July, 1944: St. Lô


Late that afternoon, as the fury abated, I reached my personal depth of the war, and it has remained with me as only the ultimate depth, and height, of one’s life can remain. I was alone at the time outside the now useless command post. The sun, setting behind St. Lô    , glowed a dull, furious red through the smoke and dust raised by the shelling. Tall trees cast long black shadows; on the road was a smashed jeep with the flayed remains of the driver fallen half out of it. In the next field a dump of mortar ammunition burned and flared. Here the shelling had stopped, but in the distance it still rumbled like far-off summer thunder.

The scene was Gotterdämmerung, an effect opera-set designers strive for but can never equal. A Teutonic heart might have found it stirring grandeur. But not mine, not then. For suddenly I was convinced that my battalion was gone, irrevocably lost, destroyed. If the Germans could threaten to overrun this well-supplied position, what chance of survival had the undermanned and undersupplied companies isolated in their midst? And if the battalion that had been the boundaries of my life for three years was gone, what chance had I? At that point I was despairing of the war and uncaring of its purpose.

After dark I was called to the regimental command post with the staffs of the battalions to meet with the divisional commander. The dimly lit bunker was crowded and the air oppressive. The general reviewed the situation; he said that the 2nd Battalion had survived the day without serious trouble and that the attack to relieve it and take St. Lô     would go on. He then delivered a harsh judgment on defeatism, racking a hapless captain who had expressed discouragement. He did not know that in the back of the bunker stood perhaps the most despairing major on the Normandy front.

Usually this dynamic man’s statement of purpose and direction lifted my spirits. But not that night; I could not believe that the 2nd had survived such a day inside the German lines, or, perhaps to justify my own funk, I didn’t choose to believe it.

The regimental commander, who had just taken over the job, assured the general that we were full of fight, and the session was over.

I stumbled back through the dark to arrive at our position just as a heavy shelling filled the night again with noise and concussion. My usually highly active sense of self-preservation was not functioning, for instead of diving into the nearest hole, I wandered aimlessly around, ears ringing from a nearby tree burst whose shower of fragments somehow missed me. My route passed the slit trench of a sergeant who had been in the first platoon of which I had taken uncertain command. He called a warning, and when I continued on, he jumped out and dumped me into the nearest hole and demanded that I stay there. So I did, and recall little of the rest of the night.

The battalion surgeon appeared at daylight to inquire about the situation but showed more interest in what he said was my loss of hearing and suggested that I go back to the division’s medical clearing station for a check. What was left of the 2nd Battalion had been attached to the 1st, leaving me particularly useless, and I made no objection. At the clearing station I was given a blue capsule and sent to a nearby tent area. The capsule, reputedly capable of stupefying an elephant, was known popularly as the blue-88, in tribute to the Germans’ dreaded 88-mm. gun. I barely made it to the tent and a blanket on the ground before falling off a high place into a deep, vacant sleep.

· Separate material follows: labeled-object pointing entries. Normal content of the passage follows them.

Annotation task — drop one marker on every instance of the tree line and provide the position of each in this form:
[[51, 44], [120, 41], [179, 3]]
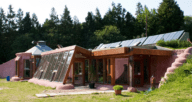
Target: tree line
[[17, 31]]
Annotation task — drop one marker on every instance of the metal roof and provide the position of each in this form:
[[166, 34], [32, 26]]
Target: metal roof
[[143, 41], [39, 48]]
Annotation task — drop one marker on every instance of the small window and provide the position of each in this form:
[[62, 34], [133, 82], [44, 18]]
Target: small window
[[78, 68]]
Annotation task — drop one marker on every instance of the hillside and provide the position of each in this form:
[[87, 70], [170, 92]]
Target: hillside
[[178, 87]]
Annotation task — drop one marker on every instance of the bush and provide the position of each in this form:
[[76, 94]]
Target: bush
[[118, 87], [180, 72], [174, 43]]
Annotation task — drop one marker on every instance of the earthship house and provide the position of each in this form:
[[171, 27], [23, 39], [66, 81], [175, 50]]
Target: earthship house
[[130, 62], [25, 64]]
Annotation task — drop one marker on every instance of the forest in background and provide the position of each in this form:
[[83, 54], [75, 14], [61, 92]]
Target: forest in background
[[17, 32]]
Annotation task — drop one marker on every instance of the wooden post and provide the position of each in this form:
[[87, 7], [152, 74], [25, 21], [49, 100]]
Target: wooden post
[[104, 71], [34, 65], [90, 65], [18, 69], [107, 69], [73, 78], [83, 71], [131, 71], [112, 71]]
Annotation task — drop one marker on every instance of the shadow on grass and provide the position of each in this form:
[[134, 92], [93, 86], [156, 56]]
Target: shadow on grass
[[125, 95]]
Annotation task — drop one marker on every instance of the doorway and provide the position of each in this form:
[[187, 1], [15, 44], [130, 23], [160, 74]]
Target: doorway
[[27, 69], [138, 73], [78, 66]]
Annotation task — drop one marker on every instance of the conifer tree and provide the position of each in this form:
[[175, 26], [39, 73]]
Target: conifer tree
[[170, 16]]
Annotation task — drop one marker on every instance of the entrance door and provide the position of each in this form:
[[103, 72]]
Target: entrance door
[[27, 69], [138, 73], [78, 73]]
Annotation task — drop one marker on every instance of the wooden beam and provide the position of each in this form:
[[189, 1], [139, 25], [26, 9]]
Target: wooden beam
[[141, 51], [114, 51]]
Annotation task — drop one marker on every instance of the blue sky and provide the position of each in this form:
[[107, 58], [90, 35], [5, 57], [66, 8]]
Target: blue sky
[[80, 8]]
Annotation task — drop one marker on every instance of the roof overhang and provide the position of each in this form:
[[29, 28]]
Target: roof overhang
[[129, 51], [17, 58]]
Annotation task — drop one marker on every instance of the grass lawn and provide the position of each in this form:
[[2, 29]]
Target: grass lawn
[[177, 89]]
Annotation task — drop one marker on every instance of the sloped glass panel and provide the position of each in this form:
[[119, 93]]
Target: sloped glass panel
[[49, 67], [142, 40], [134, 41], [98, 47], [153, 39], [113, 45], [160, 37], [171, 35], [105, 46], [137, 41], [148, 40], [166, 36]]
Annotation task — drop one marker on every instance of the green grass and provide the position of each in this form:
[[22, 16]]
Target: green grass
[[178, 88]]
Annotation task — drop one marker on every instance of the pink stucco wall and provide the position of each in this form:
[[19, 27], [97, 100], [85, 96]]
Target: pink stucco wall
[[159, 64], [7, 69], [119, 66], [21, 62]]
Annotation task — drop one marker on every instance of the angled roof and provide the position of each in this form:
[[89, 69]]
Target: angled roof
[[143, 41], [39, 48]]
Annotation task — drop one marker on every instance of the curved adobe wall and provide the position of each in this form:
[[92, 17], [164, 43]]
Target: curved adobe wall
[[159, 64]]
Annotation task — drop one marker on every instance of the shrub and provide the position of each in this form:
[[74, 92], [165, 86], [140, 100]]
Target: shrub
[[118, 87]]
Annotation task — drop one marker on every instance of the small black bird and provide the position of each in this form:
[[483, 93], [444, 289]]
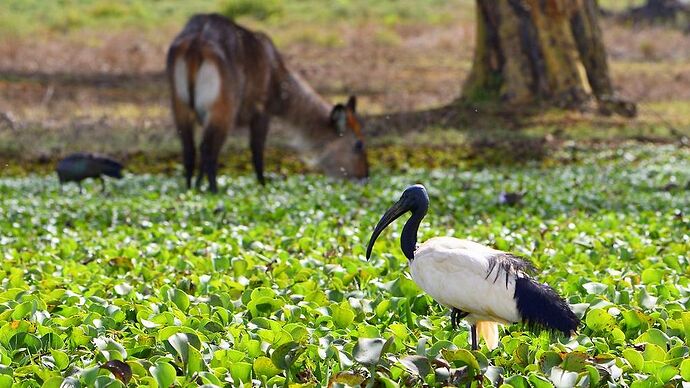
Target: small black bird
[[79, 166]]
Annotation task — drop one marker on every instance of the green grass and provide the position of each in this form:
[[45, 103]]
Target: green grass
[[270, 283], [18, 17]]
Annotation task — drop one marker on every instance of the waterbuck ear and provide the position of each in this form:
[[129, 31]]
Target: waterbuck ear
[[352, 104], [339, 118]]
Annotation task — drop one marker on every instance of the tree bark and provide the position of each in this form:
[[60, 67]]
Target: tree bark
[[541, 51]]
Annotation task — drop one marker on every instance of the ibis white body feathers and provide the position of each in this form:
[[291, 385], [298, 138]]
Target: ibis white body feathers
[[458, 274], [485, 286]]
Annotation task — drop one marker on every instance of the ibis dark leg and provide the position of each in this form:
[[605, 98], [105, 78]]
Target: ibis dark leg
[[258, 129], [474, 338], [455, 316]]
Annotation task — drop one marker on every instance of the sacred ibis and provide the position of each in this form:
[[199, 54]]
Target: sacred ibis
[[485, 286], [79, 166]]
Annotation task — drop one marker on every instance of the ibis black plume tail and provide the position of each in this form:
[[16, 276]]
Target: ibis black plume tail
[[540, 307]]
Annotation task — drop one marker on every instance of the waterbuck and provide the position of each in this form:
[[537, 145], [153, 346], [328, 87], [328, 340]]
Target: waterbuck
[[224, 76]]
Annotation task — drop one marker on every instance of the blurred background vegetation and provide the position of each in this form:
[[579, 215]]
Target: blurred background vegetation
[[88, 75]]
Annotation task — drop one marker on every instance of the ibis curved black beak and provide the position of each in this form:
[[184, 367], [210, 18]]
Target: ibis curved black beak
[[398, 209]]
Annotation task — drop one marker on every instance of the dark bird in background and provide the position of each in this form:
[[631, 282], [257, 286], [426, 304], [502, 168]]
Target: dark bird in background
[[485, 286], [511, 198], [79, 166]]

Eight or ten hours later I climbed reluctantly back to awareness and found the tent had been removed while I slept. Nearby was a line of hapless-looking soldiers carrying mess gear, though there was no kitchen in sight. While I was trying to sort all this out a lightly built, sandy-haired lieutenant came up and pointed shakily to a bombed-out railway station barely visible in the distance. This place, he said, was too close to that target and ought to be moved. Obviously he was at one with the dejected-looking soldiers seeking comfort in the familiar ritual of standing in a mess line—even one that offered no food.

It came to me then, with a jolt, that this was the trampled field of the defeated in spirit—the division’s way station for the emotional wreckage of the battle, called combat-fatigue cases. Here was determined those salvageable for further war and those to be discarded into the teeming rear areas.

No Gotterdämmerung this—no twilight of the gods full of the grandeur of noble death. This was a place of whimper and cringe, the skid row of the battle zone. I had heard of it, and my offhand judgment had been that it was a mistake to so cater to weakness. Finding myself there brought on a panic akin, I imagine, to that of a minister who has walked inadvertently into a brothel. Now I can see that field as a true note in the awful clanging harmony of St. Lô    . The abject spirits were counterpoint to those enduring on Martinville Ridge; their weakness accented strength as death accents life.

The answer to my shame at having slept through my battalion’s agony at such a place was to flag down a ride back to the ridge. Leaving physically was a matter of minutes, but emotionally that place remains with me; I must always wonder how truly I belonged there.